I know this is really specific.  I love the 40s & 50s clothing and hairstyles and all the bright colors.  Some of the furniture is really cool too.  I have an acquaintance who takes a lot of photographs like this, and I just love them!  :mrgreen:


----------



## Derrel (Nov 9, 2011)

yeah, that type of work is becoming QUITE popular, done mostly by female photographers who work on a friend-to-friend and circle of friends basis, and market off of Facebook. The props and accessories are fairly simple....an old refrigerator, and old kitchen table and a few deco chairs, some checkerboard curtains, lotsa curlers and hairspray, pleated skirts, stockings and garters....etc.

"Real women" and "plus-sized women" (cough, cough, I know e.rose, I know) seem to be gravitating to this kind of approach to their intimate or boudoir shoots these days. There are some people who have refined this retro-styled boudoir/glamour/pinup/cheesecake photography to a pretty high level. I know two Facebook photographers within my circle are shooting this stuff.


----------



## ThereSheGoes (Nov 9, 2011)

Derrel said:


> yeah, that type of work is becoming QUITE popular, done mostly by female photographers who work on a friend-to-friend and circle of friends basis, and market off of Facebook. The props and accessories are fairly simple....an old refrigerator, and old kitchen table and a few deco chairs, some checkerboard curtains, lotsa curlers and hairspray, pleated skirts, stockings and garters....etc.
> 
> "Real women" and "plus-sized women" (cough, cough, I know e.rose, I know) seem to be gravitating to this kind of approach to their intimate or boudoir shoots these days. There are some people who have refined this retro-styled boudoir/glamour/pinup/cheesecake photography to a pretty high level. I know two Facebook photographers within my circle are shooting this stuff.

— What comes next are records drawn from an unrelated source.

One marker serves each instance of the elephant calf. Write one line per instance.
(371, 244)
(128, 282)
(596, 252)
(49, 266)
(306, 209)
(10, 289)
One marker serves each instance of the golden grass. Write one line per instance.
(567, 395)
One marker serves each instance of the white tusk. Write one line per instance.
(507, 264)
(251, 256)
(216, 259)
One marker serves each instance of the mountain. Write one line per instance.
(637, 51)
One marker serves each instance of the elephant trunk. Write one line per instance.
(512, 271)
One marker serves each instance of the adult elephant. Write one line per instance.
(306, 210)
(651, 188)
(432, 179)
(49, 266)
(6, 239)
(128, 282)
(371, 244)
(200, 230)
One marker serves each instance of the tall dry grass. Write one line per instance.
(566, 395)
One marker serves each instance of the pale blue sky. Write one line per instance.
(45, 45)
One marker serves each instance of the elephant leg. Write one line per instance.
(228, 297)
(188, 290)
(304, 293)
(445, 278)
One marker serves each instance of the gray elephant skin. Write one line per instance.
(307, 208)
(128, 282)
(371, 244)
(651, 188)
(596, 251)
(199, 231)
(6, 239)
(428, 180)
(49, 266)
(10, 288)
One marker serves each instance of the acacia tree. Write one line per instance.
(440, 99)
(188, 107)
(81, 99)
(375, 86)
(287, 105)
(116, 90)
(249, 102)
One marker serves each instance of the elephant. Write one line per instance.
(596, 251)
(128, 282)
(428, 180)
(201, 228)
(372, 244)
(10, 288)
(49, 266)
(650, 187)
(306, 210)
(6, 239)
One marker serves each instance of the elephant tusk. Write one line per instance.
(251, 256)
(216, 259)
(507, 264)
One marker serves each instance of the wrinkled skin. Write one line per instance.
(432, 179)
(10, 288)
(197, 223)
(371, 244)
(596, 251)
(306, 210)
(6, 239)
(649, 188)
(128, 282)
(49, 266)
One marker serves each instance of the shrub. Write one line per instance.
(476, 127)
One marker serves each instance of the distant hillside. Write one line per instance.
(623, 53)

That's awesome.  I need to raid my mother's apartment for some props (she was born in the 40s, and has a lot of her mom's old stuff) and take some photos of my own willing friends.


----------



## MLeeK (Nov 9, 2011)

It's Pin-Up photography. It's OFTEN seen in boudoir photography. Just google Pin Up Photographer and you'll find TONS


----------



## ThereSheGoes (Nov 10, 2011)

MLeeK said:


> It's Pin-Up photography. It's OFTEN seen in boudoir photography. Just google Pin Up Photographer and you'll find TONS



Hmm... but I don't necessarily mean just the scantily clad ones.  Like wearing a regular dress and dishwashing gloves and curlers or something LOL.


----------



## dots (Nov 10, 2011)

MLeeK said:


> Just google Pin Up Photographer and you'll find TONS


 cool!


----------



## angelography (Nov 11, 2011)

I like some of the Pin Up style work I've seen, but as w/anything "fad-ish", it is already becoming overdone. Unless your decor is vintage 40's, where would the prints look appropriate other than the Internet or in a portfolio? Call me crazy, but I prefer to live in the present instead of reshooting history. After all, photogs from that era did a great job capturing it already right? Just sayin


----------



## thepaulreid (Nov 19, 2011)

Hi all, I did a shoot like this earlier in the year.  Went to a local launderette!




Launderette Shoot 7 by The Paul Reid, on Flickr




Gwen Revisited by The Paul Reid, on Flickr


----------